Saturday, August 14, 2010

Coming Home

My daughter returns from her month-long stay with my mom in the Northeast on Tuesday—and I can’t wait. It was a strange period of “vacation” time without her. I was laid off from my job, fired by my boyfriend, and enjoyed considerably more alone time, and 30 Rock episodes, than one person should have to withstand. (Liz Lemon, I am you!...) I also slept really late a few times and was accepted into Loyola’s graduate Counseling program, so it wasn’t all bad. Overall, though, the feelings I routinely experienced during this time make me think of a practice that my stepfather used to indulge in: walking across hot coals barefoot while chanting cool moss…cool moss…

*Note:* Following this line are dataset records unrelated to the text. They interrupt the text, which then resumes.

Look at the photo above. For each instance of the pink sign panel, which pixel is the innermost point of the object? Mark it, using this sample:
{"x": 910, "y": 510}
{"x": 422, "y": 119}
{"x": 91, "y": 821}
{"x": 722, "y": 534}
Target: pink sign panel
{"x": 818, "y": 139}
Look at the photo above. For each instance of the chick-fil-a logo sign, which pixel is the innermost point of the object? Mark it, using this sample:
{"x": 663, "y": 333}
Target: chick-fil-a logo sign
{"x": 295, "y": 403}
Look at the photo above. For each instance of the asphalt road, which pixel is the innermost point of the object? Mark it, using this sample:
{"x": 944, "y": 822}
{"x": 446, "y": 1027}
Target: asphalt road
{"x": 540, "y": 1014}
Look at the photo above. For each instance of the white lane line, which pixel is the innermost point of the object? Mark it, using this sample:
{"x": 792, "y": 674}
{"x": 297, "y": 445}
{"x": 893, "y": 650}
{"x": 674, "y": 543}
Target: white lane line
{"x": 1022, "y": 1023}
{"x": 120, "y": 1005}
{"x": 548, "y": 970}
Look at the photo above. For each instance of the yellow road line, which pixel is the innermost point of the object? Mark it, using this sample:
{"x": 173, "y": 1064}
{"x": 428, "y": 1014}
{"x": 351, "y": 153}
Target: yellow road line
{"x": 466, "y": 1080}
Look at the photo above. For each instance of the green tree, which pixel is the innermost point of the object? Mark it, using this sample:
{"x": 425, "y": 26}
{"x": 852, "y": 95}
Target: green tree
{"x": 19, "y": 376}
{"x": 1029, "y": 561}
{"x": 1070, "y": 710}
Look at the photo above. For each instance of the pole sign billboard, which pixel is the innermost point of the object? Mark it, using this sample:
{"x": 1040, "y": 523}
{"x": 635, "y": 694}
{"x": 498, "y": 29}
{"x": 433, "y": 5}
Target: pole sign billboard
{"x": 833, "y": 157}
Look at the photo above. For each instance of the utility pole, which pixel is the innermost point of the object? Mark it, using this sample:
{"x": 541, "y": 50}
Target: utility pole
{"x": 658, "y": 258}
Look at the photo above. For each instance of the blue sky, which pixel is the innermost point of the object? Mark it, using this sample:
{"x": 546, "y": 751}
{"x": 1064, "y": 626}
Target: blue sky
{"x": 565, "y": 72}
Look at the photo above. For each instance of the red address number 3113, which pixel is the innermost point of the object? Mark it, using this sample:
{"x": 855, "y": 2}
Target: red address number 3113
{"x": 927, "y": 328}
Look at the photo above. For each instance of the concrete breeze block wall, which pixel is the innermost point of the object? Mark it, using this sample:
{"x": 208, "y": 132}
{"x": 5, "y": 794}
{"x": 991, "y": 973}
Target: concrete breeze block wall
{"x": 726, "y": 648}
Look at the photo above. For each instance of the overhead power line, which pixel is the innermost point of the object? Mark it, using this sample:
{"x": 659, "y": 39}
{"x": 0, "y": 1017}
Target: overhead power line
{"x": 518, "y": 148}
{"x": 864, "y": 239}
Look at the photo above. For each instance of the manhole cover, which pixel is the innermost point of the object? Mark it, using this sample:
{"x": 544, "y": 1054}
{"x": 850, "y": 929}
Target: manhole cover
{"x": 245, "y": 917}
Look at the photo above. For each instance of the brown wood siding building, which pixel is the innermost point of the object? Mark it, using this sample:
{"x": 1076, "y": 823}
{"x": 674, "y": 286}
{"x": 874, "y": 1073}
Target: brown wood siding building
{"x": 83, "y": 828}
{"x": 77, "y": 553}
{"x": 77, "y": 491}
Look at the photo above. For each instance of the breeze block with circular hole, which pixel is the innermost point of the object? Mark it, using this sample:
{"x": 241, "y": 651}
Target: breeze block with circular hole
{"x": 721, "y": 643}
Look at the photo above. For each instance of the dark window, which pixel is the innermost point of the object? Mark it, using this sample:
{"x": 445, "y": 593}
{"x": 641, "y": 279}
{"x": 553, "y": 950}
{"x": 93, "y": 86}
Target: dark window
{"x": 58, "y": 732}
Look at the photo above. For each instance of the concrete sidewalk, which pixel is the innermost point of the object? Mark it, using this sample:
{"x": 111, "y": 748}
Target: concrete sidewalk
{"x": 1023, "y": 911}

Today I bought a cute tablecloth so we can eat meals, which I will theoretically make instead of microwaving, at the dining room table (not in front of the TV/at the computer, as was the custom before she left). With the crystal candlesticks from my dad’s parents’, the table I have been hauling from place to place for years—and have egregiously under-utilized—suddenly looks warm and sweet…and I realize that the one thing I need in my life right now is some kind of domestic happiness. I want to embrace the love I have in my life, with my child, and be able to really feel and give love (the real and nurturing kind, not the kind that steals from you and makes you less-than), in my body and in the space I create around me. This has always been the thing it is hardest for me to do; and I wonder why.

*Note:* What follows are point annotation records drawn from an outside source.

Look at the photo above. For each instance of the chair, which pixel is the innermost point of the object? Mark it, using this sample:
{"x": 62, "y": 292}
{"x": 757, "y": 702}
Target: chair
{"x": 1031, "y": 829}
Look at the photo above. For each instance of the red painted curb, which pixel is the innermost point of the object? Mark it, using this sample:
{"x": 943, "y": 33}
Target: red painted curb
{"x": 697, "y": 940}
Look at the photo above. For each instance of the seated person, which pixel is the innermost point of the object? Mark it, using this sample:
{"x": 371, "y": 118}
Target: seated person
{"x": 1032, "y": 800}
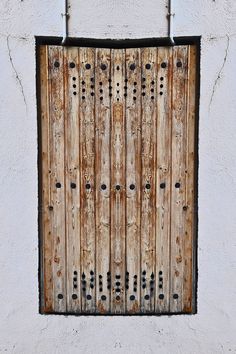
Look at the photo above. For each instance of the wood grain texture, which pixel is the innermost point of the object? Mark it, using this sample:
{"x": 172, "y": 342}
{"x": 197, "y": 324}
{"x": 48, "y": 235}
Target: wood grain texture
{"x": 118, "y": 193}
{"x": 148, "y": 191}
{"x": 118, "y": 154}
{"x": 57, "y": 180}
{"x": 45, "y": 208}
{"x": 133, "y": 178}
{"x": 163, "y": 180}
{"x": 72, "y": 178}
{"x": 179, "y": 116}
{"x": 87, "y": 179}
{"x": 102, "y": 168}
{"x": 189, "y": 207}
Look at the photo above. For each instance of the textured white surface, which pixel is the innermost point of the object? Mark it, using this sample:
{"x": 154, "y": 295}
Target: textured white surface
{"x": 22, "y": 329}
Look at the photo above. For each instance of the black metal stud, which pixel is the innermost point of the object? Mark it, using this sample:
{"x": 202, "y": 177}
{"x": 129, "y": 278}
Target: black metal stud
{"x": 179, "y": 64}
{"x": 132, "y": 66}
{"x": 103, "y": 66}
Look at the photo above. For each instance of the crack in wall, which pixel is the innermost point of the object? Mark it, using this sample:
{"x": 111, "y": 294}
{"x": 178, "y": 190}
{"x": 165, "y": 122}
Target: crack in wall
{"x": 220, "y": 71}
{"x": 16, "y": 73}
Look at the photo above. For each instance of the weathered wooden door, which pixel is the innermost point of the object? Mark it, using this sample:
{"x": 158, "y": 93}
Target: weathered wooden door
{"x": 117, "y": 197}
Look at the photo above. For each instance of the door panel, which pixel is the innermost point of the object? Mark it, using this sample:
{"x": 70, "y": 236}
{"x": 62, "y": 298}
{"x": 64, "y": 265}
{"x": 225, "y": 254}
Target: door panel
{"x": 117, "y": 153}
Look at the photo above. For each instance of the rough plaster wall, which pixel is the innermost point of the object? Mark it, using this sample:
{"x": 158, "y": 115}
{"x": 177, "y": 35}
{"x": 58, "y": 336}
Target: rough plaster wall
{"x": 22, "y": 329}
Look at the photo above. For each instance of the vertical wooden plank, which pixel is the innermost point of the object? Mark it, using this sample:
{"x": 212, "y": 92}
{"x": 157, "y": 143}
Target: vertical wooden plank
{"x": 133, "y": 178}
{"x": 149, "y": 57}
{"x": 178, "y": 180}
{"x": 102, "y": 167}
{"x": 57, "y": 183}
{"x": 118, "y": 182}
{"x": 45, "y": 208}
{"x": 189, "y": 207}
{"x": 163, "y": 182}
{"x": 72, "y": 178}
{"x": 87, "y": 186}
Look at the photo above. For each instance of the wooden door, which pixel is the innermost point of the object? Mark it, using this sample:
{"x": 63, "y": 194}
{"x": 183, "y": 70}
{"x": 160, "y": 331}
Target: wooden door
{"x": 117, "y": 166}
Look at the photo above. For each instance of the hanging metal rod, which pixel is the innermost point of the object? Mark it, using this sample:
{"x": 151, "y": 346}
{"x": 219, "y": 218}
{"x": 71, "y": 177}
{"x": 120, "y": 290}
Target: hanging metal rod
{"x": 65, "y": 17}
{"x": 170, "y": 16}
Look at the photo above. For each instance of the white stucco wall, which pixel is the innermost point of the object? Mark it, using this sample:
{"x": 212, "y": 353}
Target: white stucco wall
{"x": 22, "y": 328}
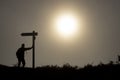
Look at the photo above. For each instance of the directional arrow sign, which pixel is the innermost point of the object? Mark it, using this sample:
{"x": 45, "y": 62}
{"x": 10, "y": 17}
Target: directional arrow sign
{"x": 30, "y": 34}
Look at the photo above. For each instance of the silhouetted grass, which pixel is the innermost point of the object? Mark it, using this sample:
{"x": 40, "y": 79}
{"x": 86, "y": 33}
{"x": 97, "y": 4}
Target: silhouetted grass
{"x": 102, "y": 71}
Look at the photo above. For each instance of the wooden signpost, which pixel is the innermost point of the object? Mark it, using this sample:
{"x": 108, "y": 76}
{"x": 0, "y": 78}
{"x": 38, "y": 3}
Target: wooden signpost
{"x": 33, "y": 34}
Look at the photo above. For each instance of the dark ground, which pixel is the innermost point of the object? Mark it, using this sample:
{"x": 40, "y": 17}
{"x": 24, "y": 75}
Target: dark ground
{"x": 89, "y": 72}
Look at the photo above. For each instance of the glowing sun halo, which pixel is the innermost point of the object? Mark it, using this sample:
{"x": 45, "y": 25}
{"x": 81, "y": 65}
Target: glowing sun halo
{"x": 66, "y": 25}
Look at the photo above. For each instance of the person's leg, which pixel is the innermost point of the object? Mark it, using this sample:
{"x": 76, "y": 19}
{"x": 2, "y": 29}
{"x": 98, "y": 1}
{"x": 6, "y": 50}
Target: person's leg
{"x": 23, "y": 62}
{"x": 19, "y": 62}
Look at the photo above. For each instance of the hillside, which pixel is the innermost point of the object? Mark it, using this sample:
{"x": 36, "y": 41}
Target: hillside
{"x": 89, "y": 72}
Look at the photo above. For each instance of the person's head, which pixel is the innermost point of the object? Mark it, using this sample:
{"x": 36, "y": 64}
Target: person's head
{"x": 23, "y": 45}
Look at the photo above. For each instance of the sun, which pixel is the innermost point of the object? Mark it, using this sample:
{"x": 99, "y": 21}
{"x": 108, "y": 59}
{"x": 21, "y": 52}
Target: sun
{"x": 66, "y": 25}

I keep trying to find a copy of the Laurie Colwin novel Family Happiness at used bookstores because I want to reread it. It’s about a woman who is split between her family, with whom she has a happy and secure connection, and her extramarital lover, who “gets” her like no one else; and chooses, in the end, to stay on both paths without ever having the two meet. Colwin’s writing is existentially comforting, nuanced, and buoyant and I need that now. I don’t think, though, I will be following the path(s) chosen by Polly Solo-Miller, the main character in the book. I want those two things together: a love, and home. Is it possible? I am going to hope. In the meantime, there is just a tablecloth. And three placemats.